In PECGE, economic sectors are connected to households through the goods and services they provide, the wages that they pay and the labour input that they receive. The industries also provide goods and services to the government and receive services in return. The government and industries are financially connected through subsidies and taxes. The rest of the relationships across industries, households, government, and financial sector for one subregion in the model are illustrated in the figure. We have 81 subregions in the model, representing territorial authority geographic definition (and for Auckland we have further disaggregation). Each subregion has similar relationships across the sectors of their economies. This is the highest level of disaggregation of regional and industrial relationships available in New Zealand. All the regions are connected to the global economy, through trade, capital markets and labour force. The capital outputs of trade flow to the economy of all the sectors of the economy through the finance market. For technical reasons, we often aggregate the database to run the model. Therefore, although details of all regions/industries are not presented in the results, they have been used as into our model.

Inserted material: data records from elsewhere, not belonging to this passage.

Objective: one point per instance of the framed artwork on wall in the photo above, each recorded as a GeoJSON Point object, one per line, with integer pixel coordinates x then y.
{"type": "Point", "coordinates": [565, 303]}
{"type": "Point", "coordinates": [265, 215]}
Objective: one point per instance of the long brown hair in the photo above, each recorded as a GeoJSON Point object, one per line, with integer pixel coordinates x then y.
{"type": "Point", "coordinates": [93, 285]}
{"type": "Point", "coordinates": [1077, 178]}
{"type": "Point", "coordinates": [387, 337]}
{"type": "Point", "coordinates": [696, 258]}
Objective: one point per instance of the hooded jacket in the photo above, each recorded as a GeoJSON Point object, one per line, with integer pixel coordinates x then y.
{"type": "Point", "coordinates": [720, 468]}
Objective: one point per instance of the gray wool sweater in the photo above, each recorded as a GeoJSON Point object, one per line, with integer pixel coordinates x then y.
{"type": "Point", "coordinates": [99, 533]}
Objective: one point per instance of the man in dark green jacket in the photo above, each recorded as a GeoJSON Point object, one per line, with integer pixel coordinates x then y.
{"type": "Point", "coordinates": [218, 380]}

Our CGE model captures all economic interactions in the New Zealand economy, including trade and spending between firms on one another’s goods and inputs; spending by consumers on goods; investment decisions; and dynamics in the market such as demand for factors such as capital and labour, trade, employment and wage effects.
The outputs of our CGE model will provide regional and national level estimates of GDP, employment, industry outputs and import/export, and households’ economic wellbeing.
Closures
In any economic model, we must choose what is to be determined within the model (the endogenous variables) and what is to be considered external to the model (the exogenous variables); that is, we are ‘setting up closures’. The process of drawing this line depends on model tractability and the purpose for which the model is to be used. We use a long-term closure for this study because trade impacts happen over time, and it takes time for the economy to adjust to use new lower trade costs and to benefit from that. For example, workers should have enough time to see higher wages in other regions to decide to move, and hence labour movement does not happen in the short-term closure.
We assume a long-run model closure in which the following assumptions are made:
Labour market closure: total national employment is fixed but perfectly mobile across industries and/or regions as workers look for better opportunities (expressed in terms of real wages). Therefore, the real wage adjusts.
Capital market closure: capital stocks adjust to maintain fixed rates of return. We assume that capital is mobile between industries and regions.
External closure: The balance of payments is a fixed proportion of nominal GDP. The real exchange rate is endogenous. So, negative shocks to the economy are not funded by borrowing from overseas.
Fixed investment/capital ratios. In other words, the percentage changes in capital and investment are equal in the long term. Therefore, investment is equal in all sectors/regions following the capital stock.
Other fixed elements of our model are land use, import prices, number of households, taxes production, national labour supply, technological change, foreign demand for NZ products, growth rate of return of capital, and national population.